Para o presidente da Abicom, Sérgio Araújo, causa surpresa a empresa não fazer reajustes, após mais de 15 dias de defasagem nos preços dos combustíveis, já que quando o petróleo caiu de preço, em setembro, a estatal reduziu imediatamente tanto a gasolina como o diesel.

"Eu vejo com surpresa, porque, se olharmos para algumas semanas atrás, a Petrobras trabalhava com o preço acima da paridade nos cálculos da Abicom e, naquele momento, reduziu preços e passou a tangenciar as curvas do PPI [Preço de Paridade de Importação] preparadas por nós. Então não entendo essa diferença agora", disse Araújo.
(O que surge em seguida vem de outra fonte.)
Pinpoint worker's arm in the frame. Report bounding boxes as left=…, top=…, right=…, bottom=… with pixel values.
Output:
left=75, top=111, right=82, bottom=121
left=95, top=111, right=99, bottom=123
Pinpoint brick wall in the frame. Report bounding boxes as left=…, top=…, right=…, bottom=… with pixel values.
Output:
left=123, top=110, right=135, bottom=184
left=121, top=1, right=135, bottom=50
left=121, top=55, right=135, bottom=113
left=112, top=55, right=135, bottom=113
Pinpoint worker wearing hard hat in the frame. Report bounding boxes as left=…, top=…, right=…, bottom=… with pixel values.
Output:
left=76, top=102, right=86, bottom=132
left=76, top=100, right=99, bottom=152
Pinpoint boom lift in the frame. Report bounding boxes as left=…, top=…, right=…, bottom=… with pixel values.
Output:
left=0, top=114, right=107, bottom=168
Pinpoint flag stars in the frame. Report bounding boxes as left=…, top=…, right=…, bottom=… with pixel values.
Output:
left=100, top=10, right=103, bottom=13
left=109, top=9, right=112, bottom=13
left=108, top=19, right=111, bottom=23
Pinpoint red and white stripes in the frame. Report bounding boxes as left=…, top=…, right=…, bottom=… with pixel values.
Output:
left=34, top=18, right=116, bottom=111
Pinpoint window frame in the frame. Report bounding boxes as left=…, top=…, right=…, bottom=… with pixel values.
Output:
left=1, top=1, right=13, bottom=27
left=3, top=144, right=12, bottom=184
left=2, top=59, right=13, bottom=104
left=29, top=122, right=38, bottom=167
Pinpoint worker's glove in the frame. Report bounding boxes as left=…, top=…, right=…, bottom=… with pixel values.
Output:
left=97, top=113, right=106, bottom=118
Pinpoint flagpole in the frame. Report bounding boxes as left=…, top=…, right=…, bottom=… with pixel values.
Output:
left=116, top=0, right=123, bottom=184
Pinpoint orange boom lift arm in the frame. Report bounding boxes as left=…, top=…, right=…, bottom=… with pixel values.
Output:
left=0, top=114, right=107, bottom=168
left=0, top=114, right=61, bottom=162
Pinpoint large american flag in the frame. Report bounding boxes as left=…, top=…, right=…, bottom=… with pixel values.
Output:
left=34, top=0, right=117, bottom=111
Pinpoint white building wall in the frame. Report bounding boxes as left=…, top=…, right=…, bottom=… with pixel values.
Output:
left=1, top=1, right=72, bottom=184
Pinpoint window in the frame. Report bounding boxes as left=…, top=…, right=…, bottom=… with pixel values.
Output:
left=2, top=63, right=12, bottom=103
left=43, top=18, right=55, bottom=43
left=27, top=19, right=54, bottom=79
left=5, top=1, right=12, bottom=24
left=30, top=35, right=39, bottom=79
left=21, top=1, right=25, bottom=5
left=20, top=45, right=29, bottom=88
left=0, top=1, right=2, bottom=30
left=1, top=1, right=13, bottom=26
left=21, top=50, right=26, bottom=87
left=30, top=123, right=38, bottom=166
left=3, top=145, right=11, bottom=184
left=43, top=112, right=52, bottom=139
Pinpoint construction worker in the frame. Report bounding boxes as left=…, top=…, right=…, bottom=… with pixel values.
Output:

Na prática, o executivo afirma que os parâmetros da Abicom bateram com os da Petrobras para a baixa de preços, e estranha que agora, sob pressão altista, o mesmo não aconteça. Com os preços atuais, os pequenos importadores associados da Abicom não têm condições de trazer os combustíveis de fora pela falta de competitividade.

De acordo com levantamento da Abicom, para alinhar os preços com o mercado internacional as refinarias brasileiras deveriam elevar, em média, a gasolina em R$ 0,75 por litro e o diesel em R$ 1,25 por litro.

Na Bahia, onde funciona a única refinaria de grande porte privada do País, vendida pela Petrobras no ano passado, as defasagens são menores. Segundo a Abicom, a diferença de preços no mercado baiano é de 13% no caso do diesel e de 8% na gasolina.

Principalmente o preço do diesel tem sido pressionado no mercado externo por conta do início do inverno no Hemisfério Norte, que se soma à queda de oferta por causa da guerra entre a Rússia e a Ucrânia. Mas a gasolina também tem seguido uma tendência altista pelo aumento de consumo nos Estados Unidos.